(3 of 5)
More puzzling and complicated than language is the American social syntax. The first impression is one of dazzling and rather unsettling informality, an indiscriminate camaraderie. But one learns that going to the opera in shirt- sleeves (an outrage, surely!) does not mean contempt for culture or even necessarily a lack of rules. Calling the boss by his first name, which takes some effort, does not mean that he and the office boy are equals. Indeed, equality is both the great illusion and the great reality of America. The immigrant is slow to understand that below the egalitarian surface there are hierarchies and tribes, proper and improper addresses, great names and lowly names, old money looking down on new money, older immigrants looking down on newer -- a topography to which there are very few maps.
But after this discovery there gradually comes yet another insight that whipsaws the immigrant back toward the original perception: there really is no fixed social structure after all.
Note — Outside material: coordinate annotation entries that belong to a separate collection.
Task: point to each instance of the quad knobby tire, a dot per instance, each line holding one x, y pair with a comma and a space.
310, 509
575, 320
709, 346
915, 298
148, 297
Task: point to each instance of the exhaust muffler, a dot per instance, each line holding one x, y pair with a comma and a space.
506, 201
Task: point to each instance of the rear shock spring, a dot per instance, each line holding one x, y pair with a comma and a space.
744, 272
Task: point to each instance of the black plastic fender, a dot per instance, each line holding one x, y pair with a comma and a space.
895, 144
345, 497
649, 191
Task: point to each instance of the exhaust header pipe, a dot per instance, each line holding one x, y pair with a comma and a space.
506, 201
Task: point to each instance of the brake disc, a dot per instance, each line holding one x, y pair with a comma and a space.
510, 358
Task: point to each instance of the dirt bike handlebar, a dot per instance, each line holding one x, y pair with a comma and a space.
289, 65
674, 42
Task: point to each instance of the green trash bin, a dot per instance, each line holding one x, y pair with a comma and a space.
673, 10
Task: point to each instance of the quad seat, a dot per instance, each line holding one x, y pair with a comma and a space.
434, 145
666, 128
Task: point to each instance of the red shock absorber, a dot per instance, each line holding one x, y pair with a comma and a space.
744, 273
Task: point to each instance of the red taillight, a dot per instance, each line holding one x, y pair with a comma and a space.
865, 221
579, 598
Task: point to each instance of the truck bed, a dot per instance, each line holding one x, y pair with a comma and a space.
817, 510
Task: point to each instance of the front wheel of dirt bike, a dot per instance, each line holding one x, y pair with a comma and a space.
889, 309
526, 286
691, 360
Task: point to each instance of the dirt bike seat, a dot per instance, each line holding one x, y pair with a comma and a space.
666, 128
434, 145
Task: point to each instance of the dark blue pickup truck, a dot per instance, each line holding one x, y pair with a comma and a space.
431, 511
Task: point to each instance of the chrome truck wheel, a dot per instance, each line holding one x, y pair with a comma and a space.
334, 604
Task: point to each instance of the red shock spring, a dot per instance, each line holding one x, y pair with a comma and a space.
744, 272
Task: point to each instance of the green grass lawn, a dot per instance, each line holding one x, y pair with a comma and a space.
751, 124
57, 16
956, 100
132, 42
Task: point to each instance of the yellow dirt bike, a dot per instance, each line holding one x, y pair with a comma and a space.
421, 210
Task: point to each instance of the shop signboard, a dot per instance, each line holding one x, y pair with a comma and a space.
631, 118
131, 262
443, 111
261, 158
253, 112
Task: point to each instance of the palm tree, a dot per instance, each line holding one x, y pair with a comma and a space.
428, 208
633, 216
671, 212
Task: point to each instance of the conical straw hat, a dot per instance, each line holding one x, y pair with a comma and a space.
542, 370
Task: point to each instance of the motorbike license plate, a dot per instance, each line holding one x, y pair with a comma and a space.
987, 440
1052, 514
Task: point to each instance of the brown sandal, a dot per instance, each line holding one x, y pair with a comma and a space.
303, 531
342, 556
There is above everything else that much vaunted mobility -- from place to place, career to career, status to status -- which turns so many native-born Americans into immigrants in their own country.
In philosophical terms, Europe (or Asia or Africa) is the world of being; America is the world of becoming. In Europe, one is what one is; in America, one is what one does. To the immigrant this is a discovery of high excitement and also of some anxiety. Opportunity is not just opportunity but an imperative and a reproach. If anyone can make it in America, why haven't you? If anyone can be what he wants to be, why aren't you more?
There follows the suspicion that making it is the only American morality. But no -- it can't be that simple. The first tangible hint of American moral attitudes comes on the immigration form: the solemn requirement to swear that you are not a Communist, or not a prostitute, or whatever. To those coming from older and more cynical societies, this is the utmost sort of naivete. For the immigrant, it foreshadows the American conviction that one can mandate, even legislate morality. That conviction represents an amalgam of Puritanism, with its belief in a permanently flawed human nature, and the Enlightenment tradition, with its belief in the perfectibility of man. Cotton Mather, meet Thomas Jefferson. This contradictory combination bespeaks the sheer and sometimes hopelessly unrealistic determination to overcome any evil that cannot be ignored, the refusal to accept the status quo in the universe.
The moral landscape the immigrant left behind was usually dominated by the spires of one church or perhaps of two churches living in uneasy peace after centuries of bloody contest. He is therefore overwhelmed by the dizzying variety of religion in America, by the churches, sects, subsects and cults that proliferate in a sort of spiritual shopping mall. But he learns to appreciate the fact that a country that can create God in so many images, no matter how eccentric, has never used fire and sword to impose a faith on its citizens.